Vivo en una colonia de clase media, donde no es común ver carros alemanes, ni italianos, bueno hasta los que pagan tenencia son esporádicos. Cuando uno de mis vecinos era visitado, en horario laboral, por Mercedes, Audis, Volvos (cada vez más comunes en nuestra ciudad) algo no congeniaba. Fiestas entre semana hasta la madrugada, carros de lujo (siempre distintos, nunca uno repetitivo) sumaron la sospecha y la paranoia. Hasta que hubo un disparo, una pelea. El vecino cambió de domicilio, sigiloso, sentí un alivio. Meses después la policía hizo un operativo: cerraron mi calle, bajaron a cartucho cortado y abrieron (a la fuerza) la casa ya vacía y con mucho polvo y pasto sin segar.
La sospecha y la paranoia son pan de cada día en un país como el nuestro, repleto de violencia, corrupción, nepotismo y dominado por la sombra del crimen organizado, que ha dejado una larga estela de sangre, historias contadas entre dientes y, sin duda, la visible vulnerabilidad del peatón.

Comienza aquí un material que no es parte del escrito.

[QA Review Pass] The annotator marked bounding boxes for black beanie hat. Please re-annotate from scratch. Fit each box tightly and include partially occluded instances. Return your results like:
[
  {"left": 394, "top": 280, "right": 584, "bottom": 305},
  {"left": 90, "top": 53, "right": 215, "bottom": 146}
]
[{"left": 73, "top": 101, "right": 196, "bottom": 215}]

No es que sea propenso a las teorías de la conspiración o el maquiavelismo, pero el imperio de la sospecha y la paranoia (estimulado y excitado por los medios de comunicación masiva a la menor provocación) funcionan como un engranaje para el estado del miedo. Allí es donde me llevan los atentados en Francia y Alemania, por citar un ejemplo menos cercano.
Ojalá lo de mi vecino «fiestero» haya sido sólo una paranoia mía.